Question. The area of the region bounded by the line \( y - 1 = x \), the \( x \)-axis and the ordinates \( x = -2 \) and \( x = 3 \) is
(a) \( \frac{4}{3} \) sq units
(b) \( \frac{7}{2} \) sq units
(c) \( \frac{17}{2} \) sq units
(d) \( \frac{16}{3} \) sq units
Answer: (c) \( \frac{17}{2} \) sq units

Assertion-Reason Questions 

The following questions consist of two statements—Assertion(A) and Reason(R).
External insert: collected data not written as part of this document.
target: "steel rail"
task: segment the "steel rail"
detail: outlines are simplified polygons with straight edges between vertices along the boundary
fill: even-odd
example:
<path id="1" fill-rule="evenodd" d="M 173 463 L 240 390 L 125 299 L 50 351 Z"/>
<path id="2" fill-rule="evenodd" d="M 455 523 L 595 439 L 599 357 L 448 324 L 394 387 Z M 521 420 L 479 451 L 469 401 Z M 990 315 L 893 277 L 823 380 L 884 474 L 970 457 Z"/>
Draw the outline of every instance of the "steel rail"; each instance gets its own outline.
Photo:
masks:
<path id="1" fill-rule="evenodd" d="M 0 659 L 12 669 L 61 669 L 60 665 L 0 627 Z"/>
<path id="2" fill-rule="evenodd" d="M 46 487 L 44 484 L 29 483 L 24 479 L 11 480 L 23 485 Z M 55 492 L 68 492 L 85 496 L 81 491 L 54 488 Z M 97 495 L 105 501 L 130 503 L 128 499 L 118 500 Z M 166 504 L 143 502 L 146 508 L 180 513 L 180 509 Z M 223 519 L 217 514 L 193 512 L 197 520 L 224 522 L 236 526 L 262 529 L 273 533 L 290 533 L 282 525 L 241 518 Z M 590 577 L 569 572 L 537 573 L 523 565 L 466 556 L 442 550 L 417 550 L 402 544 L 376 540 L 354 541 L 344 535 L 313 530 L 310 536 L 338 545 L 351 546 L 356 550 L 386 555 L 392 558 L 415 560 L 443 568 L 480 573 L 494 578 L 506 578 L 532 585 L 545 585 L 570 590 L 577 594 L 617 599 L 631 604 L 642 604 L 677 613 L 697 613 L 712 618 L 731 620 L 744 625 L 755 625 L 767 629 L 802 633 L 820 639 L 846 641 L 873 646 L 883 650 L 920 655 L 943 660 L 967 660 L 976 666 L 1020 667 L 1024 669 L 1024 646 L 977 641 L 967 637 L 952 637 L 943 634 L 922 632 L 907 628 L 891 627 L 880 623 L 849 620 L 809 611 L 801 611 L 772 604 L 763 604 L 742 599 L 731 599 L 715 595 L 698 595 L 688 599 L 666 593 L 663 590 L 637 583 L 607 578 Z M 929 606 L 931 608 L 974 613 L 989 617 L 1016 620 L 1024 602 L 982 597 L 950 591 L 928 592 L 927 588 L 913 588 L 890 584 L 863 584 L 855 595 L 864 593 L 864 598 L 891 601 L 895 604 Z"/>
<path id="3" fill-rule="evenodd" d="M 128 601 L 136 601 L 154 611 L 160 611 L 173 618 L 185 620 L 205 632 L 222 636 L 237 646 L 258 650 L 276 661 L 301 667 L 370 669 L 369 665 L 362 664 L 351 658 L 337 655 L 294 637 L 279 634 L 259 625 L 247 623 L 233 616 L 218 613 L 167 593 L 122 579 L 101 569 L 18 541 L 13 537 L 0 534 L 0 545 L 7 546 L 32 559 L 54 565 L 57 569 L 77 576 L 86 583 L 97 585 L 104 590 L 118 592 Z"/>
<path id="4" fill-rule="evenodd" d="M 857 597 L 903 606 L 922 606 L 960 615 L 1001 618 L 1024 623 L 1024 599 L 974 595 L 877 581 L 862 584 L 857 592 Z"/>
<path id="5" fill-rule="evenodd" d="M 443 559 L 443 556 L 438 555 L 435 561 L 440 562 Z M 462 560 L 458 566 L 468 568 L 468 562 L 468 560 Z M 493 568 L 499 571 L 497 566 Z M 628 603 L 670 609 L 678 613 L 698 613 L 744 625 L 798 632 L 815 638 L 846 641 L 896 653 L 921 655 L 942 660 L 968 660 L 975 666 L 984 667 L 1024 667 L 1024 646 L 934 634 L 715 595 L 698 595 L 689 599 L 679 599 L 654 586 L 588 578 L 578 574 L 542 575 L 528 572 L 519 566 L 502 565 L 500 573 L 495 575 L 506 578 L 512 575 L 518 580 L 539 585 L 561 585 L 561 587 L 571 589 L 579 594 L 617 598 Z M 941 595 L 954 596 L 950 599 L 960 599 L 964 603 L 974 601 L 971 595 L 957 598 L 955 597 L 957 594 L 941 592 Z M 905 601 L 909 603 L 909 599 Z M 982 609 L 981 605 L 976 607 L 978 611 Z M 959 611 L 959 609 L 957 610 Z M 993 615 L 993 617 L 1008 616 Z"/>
Answer these questions selecting the appropriate option given below:
(a) Both A and R are true and R is the correct explanation for A.
(b) Both A and R are true and R is not the correct explanation for A.
(c) A is true but R is false.
(d) A is false but R is true.

Question. Assertion (A) : The area of region bounded by the parabolas \( y^2 = 4x \) and \( x^2 = 4y \) is \( \frac{32}{3} \) sq. units.
Reason (R) : The area of region bounded by the parabolas \( y^2 = 4ax \) and \( x^2 = 4by \) is \( \frac{16}{3} ab \).
(a) Both A and R are true and R is the correct explanation for A.
(b) Both A and R are true and R is not the correct explanation for A.
(c) A is true but R is false.
(d) A is false but R is true.
Answer: (d) A is false but R is true.

Question. Assertion (A) : The area of the curve \( y = \sin^2 x \) from 0 to \( \pi \) will be more than that of the curve \( y = \sin x \) from 0 to \( \pi \).
Reason (R) : \( x^2 > x \), if \( x > 1 \)
(a) Both A and R are true and R is the correct explanation for A.
(b) Both A and R are true and R is not the correct explanation for A.
(c) A is true but R is false.
(d) A is false but R is true.
Answer: (d) A is false but R is true.

Question. Assertion (A) : The area of the ellipse \( 2x^2 + 3y^2 = 6 \) will be more than the area of the circle \( x^2 + y^2 - 2x + 4y + 4 = 0 \).
Reason (R) : The length of the semi-major axis of ellipse \( 2x^2 + 3y^2 = 6 \) is more than the radius of the circle \( x^2 + y^2 - 2x + 4y + 4 = 0 \).
(a) Both A and R are true and R is the correct explanation for A.
(b) Both A and R are true and R is not the correct explanation for A.
(c) A is true but R is false.
(d) A is false but R is true.
Answer: (b) Both A and R are true and R is not the correct explanation for A.